No sé quien lo acuñó. Parece difusa la atribución. Hay quien
se remonta al Siglo de Oro; otros, se quedan más cercanos, en el XVIII. Lo
cierto es que alguien lo lanzó a los cuatro vientos. “De Madrid al cielo”.
Desde entonces procuro hacerlo bueno, aunque me quede con el cielo más cercano,
o sea con el terrenal.
Madrid amaneció gélido. Es decir, menos cero grados. Lo
decían los termómetros, el hombre del tiempo y el vientecillo que daba en la
cara. Tampoco vamos a pedir, en la mediación de febrero, una media docena de
abanicos. No; que no.
Nos citamos – dónde si no se pueden citar tres catetos en Madrid - en Cibeles. Por
cierto sigue en obras el Ayuntamiento y la
fachada con el cartel para fastidiar a los turistas que buscan la foto: “Refugees welcome”, como si los refugiados
quisieran la cartelería para algo. Y, digo yo ¿y si se le diera Justicia?

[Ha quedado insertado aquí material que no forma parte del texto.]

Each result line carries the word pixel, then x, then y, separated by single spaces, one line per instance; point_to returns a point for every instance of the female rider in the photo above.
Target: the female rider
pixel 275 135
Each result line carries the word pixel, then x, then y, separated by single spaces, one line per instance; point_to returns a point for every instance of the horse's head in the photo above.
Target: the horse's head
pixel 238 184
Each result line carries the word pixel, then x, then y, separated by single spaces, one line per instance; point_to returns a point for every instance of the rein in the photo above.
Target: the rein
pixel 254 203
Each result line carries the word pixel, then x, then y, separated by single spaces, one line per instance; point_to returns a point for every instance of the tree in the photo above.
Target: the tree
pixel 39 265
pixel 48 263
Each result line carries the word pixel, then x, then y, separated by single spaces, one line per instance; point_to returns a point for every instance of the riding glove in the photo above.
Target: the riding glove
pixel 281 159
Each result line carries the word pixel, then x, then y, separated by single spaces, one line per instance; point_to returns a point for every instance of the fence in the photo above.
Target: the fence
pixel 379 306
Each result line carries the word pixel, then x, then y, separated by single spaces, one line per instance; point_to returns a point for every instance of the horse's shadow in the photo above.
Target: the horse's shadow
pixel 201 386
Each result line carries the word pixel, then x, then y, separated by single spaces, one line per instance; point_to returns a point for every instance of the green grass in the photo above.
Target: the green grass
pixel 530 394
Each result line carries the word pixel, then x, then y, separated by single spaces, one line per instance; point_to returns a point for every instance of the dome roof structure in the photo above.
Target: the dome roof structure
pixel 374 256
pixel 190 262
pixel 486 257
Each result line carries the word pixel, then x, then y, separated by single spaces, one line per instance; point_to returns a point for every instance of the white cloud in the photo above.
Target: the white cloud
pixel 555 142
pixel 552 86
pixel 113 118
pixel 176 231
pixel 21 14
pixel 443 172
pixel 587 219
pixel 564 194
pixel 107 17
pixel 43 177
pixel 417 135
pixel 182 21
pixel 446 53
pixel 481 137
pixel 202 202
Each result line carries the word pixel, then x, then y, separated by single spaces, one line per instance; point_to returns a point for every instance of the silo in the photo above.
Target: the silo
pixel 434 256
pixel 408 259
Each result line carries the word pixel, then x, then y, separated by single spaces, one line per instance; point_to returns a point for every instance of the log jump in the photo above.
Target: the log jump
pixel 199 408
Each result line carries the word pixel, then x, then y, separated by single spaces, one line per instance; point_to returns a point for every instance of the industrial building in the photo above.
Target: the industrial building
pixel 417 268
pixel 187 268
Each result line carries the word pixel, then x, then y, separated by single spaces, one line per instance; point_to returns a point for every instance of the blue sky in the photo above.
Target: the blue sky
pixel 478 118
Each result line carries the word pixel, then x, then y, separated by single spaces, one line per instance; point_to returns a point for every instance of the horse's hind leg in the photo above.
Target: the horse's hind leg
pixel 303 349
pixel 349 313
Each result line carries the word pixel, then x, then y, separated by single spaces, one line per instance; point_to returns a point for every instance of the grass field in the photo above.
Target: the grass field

Después, la cita era obligada porque Paco –ah, que no lo he
dicho, los citado éramos Paco, Salustiano y el que suscribe – nos iba a
explicar la exposición de Clara Peeters que para mí era una perfecta
desconocida. ¡Qué poco sé, Dios mío!
El Prado, además, tenía otras tres magnas exposiciones
temporales: Metapintura, un viaje a la idea
del arte; Maestro Mateo, y Ribera.
Que a uno, un licenciado en arte lo lleve de la mano por ese bosque… No hay
palabras.
Luego, porque Paco es así de generoso, nos llevó a La Bola.
Santo y seña del cocido. Ríanse de aquel cocidito madrileño que cantaba Pepe
Blanco en los años cincuenta del siglo pasado. Templo de la gastronomía para un
día de invierno. Como ven la devoción hay que conservarla siempre. De colesterol - ¡mira que hemos…! - y de esas cosas, no hemos
hablado. ¿para qué va uno a entretenerse en menudencias?
A media tarde. Cada mochuelo, a su olivo. Queda una cita
pendiente. Ahora serán ellos los que tirarán millas. Ya saben el mar, el mar azul de Ulises sigue ahí llevando
espumas de nácar al rebalaje… Ya me entienden.